Wednesday 12 May 2010

All changed, changed utterly, a terrible beauty is born....or is it?

UK politics, we are being told, has changed beyond recognition. The coalition of Tories and Liberal Democrats is historic and things will, if we believe the commentators, never be the same.

Whether you buy that analysis, and whether you think that the Tory/Lib Dem alliance is a good or bad thing, or if it will work, is a matter of choice. At the moment nobody really knows what is going on, how the arrangement will work out, and what impact it will have on the parties and the country.

But one thing hasn't changed, and that's the ability of our Liberal Democrat friends to fool themselves and the public about their "caring" policies. During the negotiations with David Cameron the Lib Dems made a big thing about protecting their policy of raising tax thresholds above £10,000 "to help the very poorest", which is, on the face if it, a laudable aim.

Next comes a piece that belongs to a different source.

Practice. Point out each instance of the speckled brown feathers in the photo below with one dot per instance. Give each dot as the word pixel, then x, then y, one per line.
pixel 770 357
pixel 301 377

But it seems that they have got their sums wrong, or their policy. Tim Horton and Howard Reed of the Fabian Society have conducted an investigation into the policy and its effects for the blog "Left Foot Forward".  

Horton and Reed conclude that the policy fails by;

- Ignoring the poorest

- Giving less to poorer households and more to richer households

- Increasing inequality between the bottom and the middle

According to their report;
the Liberal Democrats’ proposed tax cut fails the fairness test.

Spending £17 billion on increasing the personal allowance is a very poor way to help those on low incomes. It could actually harm the welfare of low-income households by increasing inequality and relative poverty
In fact the Fabian team conclude that the policy, which costs around £17 billion, is really a mechanism to distribute money from the well off to those on middle incomes. The bottom 10% of earners will benefit least of any earnings group.

Left Foot Forward has a more detailed report ....

£17 billion pounds is not peanuts, and already the Conservatives admit to having a problem about how to find the cash to pay for the Lib Dems promise.

I suspect the Tories will be quite happy that the policy is not nearly as redistributive as is claimed. It's the low earners (and those who care about them) who voted Lib Dem on the strength of this promise of improvement in their finances that are bound to be disappointed when they open their pay packet after the first coalition budget and find that, in fact, not a lot has changed.